Liczba postów: 769
Liczba wątków: 22
Dołączył: 31.01.2014
Reputacja:
271
Rumunia jest krajem bezpieczniejszym od Polski - moim zdaniem. Nie ma mniej lub bardziej niebezpiecznych regionów, to raczej dotyczy dzielnic miejscowości, zwłaszcza tam, gdzie mieszkają Cyganie. Znajomi mieli kilka nieprzyjemnych akcentów w północnej Dobrużdży, w okolicach słynnego Babadag.
Co do autostopu to należy się liczyć z tym, iż niektórzy kierowcy będą chcieli pieniądze za podwózkę.
Liczba postów: 1
Liczba wątków: 0
Dołączył: 26.01.2018
Reputacja:
0
W dużym miastach jest bezpiecznie, gorzej jest na wsiach i małych miasteczkach, gdzie ludzie nie wiedzieć czemu zaczepiają turystów.
Liczba postów: 64
Liczba wątków: 3
Dołączył: 22.03.2017
Reputacja:
28
(26-01-2018, 14:41)Mazek napisał(a): W dużym miastach jest bezpiecznie, gorzej jest na wsiach i małych miasteczkach, gdzie ludzie nie wiedzieć czemu zaczepiają turystów.
W Polsce to i w dużych miastach zaczepiają, w dodatku nie tylko turystów.
Liczba postów: 635
Liczba wątków: 24
Dołączył: 29.07.2014
Reputacja:
149
(25-01-2018, 14:17)Pudelek napisał(a): Rumunia jest krajem bezpieczniejszym od Polski - moim zdaniem. Nie ma mniej lub bardziej niebezpiecznych regionów, to raczej dotyczy dzielnic miejscowości, zwłaszcza tam, gdzie mieszkają Cyganie
aczkolwiek Cyganow w Rumunii jest stosunkowo niewielu - moim zdaniem duzo wiecej jest na Slowacji. A co do bezpieczenstwa 100% zgody (w Rumunii czy w ogole na calych Balkanach, czlowiek czuje sie bezpieczniej, niz u nas), poza tym ludzie sa wedlug mnie znacznie zyczliwsi (w porownaniu z )
Liczba postów: 95
Liczba wątków: 2
Dołączył: 13.02.2016
Reputacja:
52
(21-09-2017, 20:12)cocodrillo1 napisał(a): Nam przez ostatnie dwa lata sprawdził się scenariusz: tydzień zwiedzania Rumunii i tydzień relaksu na Węgrzech.

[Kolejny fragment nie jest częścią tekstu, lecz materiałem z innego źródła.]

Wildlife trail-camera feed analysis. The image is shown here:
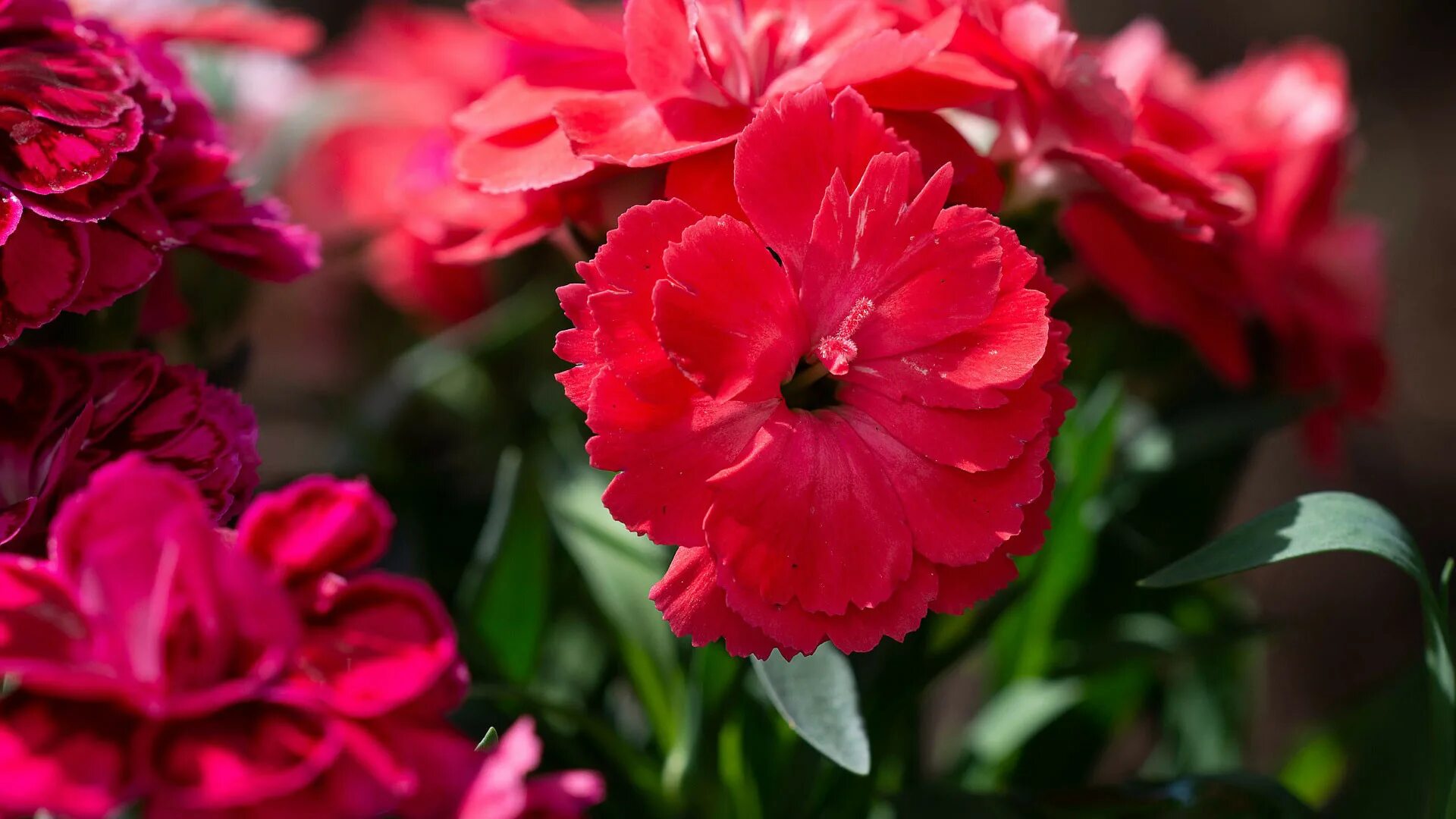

Hej! W tym roku planuje podobnie. 7 dni na Rumunię, a potem na 8 dni jak zwykle Bogacs. Rozglądam się w tej chwili za noclegiem w Rumunii, gdzieś w okolicach Sybina, który byłby dobrą bazą wypadową w te miejsca, które chcemy zobaczyć. Mam tylko cały czas wątpliwości, czy nie jechać w ciemno, bo z tego co wyczytałem i usłyszałem nie ma problemu ze znalezieniem noclegu. Daje to też możliwość przemieszczania się i pozwala uniknąć codziennego "robienia" km, aby powrócić do "noclegowni". Nie ma za to gwarancji co do jakości noclegu.. Obawiam się ponadto o "sajgon" w samochodzie po kilku dniach podróży.
Czy ktoś, kto był w Rumunii może coś na ten temat podpowiedzieć...
pozdrawiam
Liczba postów: 429
Liczba wątków: 6
Dołączył: 14.02.2014
Reputacja:
424
Dwa lata temu w drodze do Bułgarii zatrzymywałem się na nocleg w Alba Julii w hotelu Maris (polecam zwiedzić cytadelę w tym mieście). Hotel jest zmodernizowanym budynkiem z czasów "najlepszego ustroju" ale obsługa i standard na dobrym poziomie. Wtedy, pod koniec sierpnia, hotel miał niewielkie obłożenie. Na nocleg tranzytowy nadawał się idealnie. Drugim hotelem tranzytowym był Celly w Pitesti, ale ten nadawał się tylko na tranzyt (dla wymagających). Obydwa te miejsca są niezbyt odległe od Sybina. W tej okolicy koniecznie trzeba zaliczyć trasę transfogarską.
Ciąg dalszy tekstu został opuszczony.